Problem is introduced into

The previous section gave a brief introduction to the single page crawl, involving the request module using URllib and the parse module using BeautifulSoup, which crawls the single page of the linker, processes the page elements we want, and outputs them to the console. We open the page through the browser. There are two sources, one is the known address, such as Google, and the other is to obtain the entry from the previous page, such as the href attribute value in the A tag. Crawler automation is used to obtain the data that the browser can obtain, to simulate the behavior of the browser, get more entrances, and then process the web pages that need to be processed.

Here are a few questions, and better solutions are welcome.

01 simple single page crawler on the single page of the community information to crawl, you can refer to the example code, with the sale of real estate and transaction records of information to do a small case. Is there a better way to request and process web pages?

01 simple single page crawler output to the console, how should subsequent storage modules be organized? How to combine multi-threaded or multi-process crawl?

Thinking is introduced

Previously mentioned, whether it is residential information, in the sale of property information or transaction record information, the total page is more than 100 pages, so through the curve to save the country, the first climb residential information, and then cycle through each residential property in the sale and transaction records. In the process of crawling the community information, it also circulates through the administrative region (county), simulates the browser to click the page to obtain more entrances, and then analyzes the access, continues to weaken the storage module, output to the console.
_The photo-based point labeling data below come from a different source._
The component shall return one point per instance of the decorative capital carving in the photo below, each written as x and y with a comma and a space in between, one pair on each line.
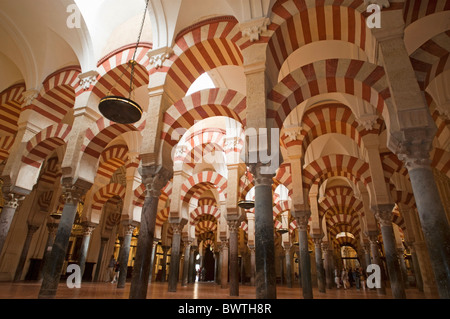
381, 3
384, 215
259, 177
154, 179
12, 200
302, 218
367, 122
87, 79
255, 28
158, 56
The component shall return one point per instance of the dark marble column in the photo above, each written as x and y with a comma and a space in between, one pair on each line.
384, 216
328, 265
164, 263
224, 264
233, 227
265, 274
416, 266
319, 264
305, 262
23, 256
435, 226
252, 264
11, 203
125, 254
88, 228
373, 239
288, 260
174, 267
154, 179
103, 241
187, 258
53, 268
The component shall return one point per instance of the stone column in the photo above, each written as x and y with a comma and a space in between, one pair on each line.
88, 228
328, 265
174, 268
23, 256
416, 266
164, 263
265, 275
154, 179
124, 254
373, 239
287, 256
252, 264
305, 262
233, 227
53, 268
384, 216
187, 254
435, 226
224, 265
11, 203
103, 241
319, 264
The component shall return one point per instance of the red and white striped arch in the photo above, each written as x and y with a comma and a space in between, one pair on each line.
297, 23
111, 159
11, 100
58, 94
328, 118
195, 185
417, 9
199, 106
353, 77
327, 166
102, 133
115, 73
431, 59
202, 47
203, 210
139, 194
105, 193
44, 143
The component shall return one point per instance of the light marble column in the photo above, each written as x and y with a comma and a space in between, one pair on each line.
319, 264
23, 256
265, 275
11, 204
384, 216
302, 218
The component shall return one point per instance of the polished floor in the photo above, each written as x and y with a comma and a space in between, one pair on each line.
198, 290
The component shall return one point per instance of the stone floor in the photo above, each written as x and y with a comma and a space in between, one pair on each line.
199, 290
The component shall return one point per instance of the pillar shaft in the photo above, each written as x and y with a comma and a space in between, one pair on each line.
174, 267
23, 256
53, 268
154, 181
124, 255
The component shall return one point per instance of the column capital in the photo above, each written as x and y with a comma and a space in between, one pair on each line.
384, 214
257, 170
12, 200
88, 228
154, 178
302, 218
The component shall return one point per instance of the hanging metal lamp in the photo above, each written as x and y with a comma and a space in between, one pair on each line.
119, 109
Get code examples of more entries

def xiaoqu_batch_crawl(db_xiaoqu=None, region=u'the tianhe'):
    try:
        # Tianhe UTF-8: %E5%A4%A9%E6%B2%B3
        url_region = u'http://gz.lianjia.com/xiaoqu/rs' + region + '/'
        req = urllib2.Request(url_region,
                              headers=HDS[random.randint(0, len(HDS) - 1)])
        source_code = urllib2.urlopen(req, timeout=10).read()
        plain_text = source_code.decode('utf-8')
        soup = BeautifulSoup(plain_text, 'html.parser')
    except (urllib2.HTTPError, urllib2.URLError), e:
        print e
        return
    except Exception, e:
        print e
        return
    page_data = 'page_data = ' + soup.find('div', attrs={
        'class': 'page-box house-lst-page-box'}).get('page-data')
    exec (page_data)
    total_pages = page_data['totalPage']
    threads = []
    for page in range(total_pages):
        url_page = u'http://gz.lianjia.com/xiaoqu/pg%drs%s' % (page + 1, region)
        t = threading.Thread(target=xiaoqu_crawl, args=(db_xiaoqu, url_page))
        threads.append(t)
    for t in threads:
        t.start()
    for t in threads:
        t.join()
    print u'Climbed down all the cell information in %s' % (region)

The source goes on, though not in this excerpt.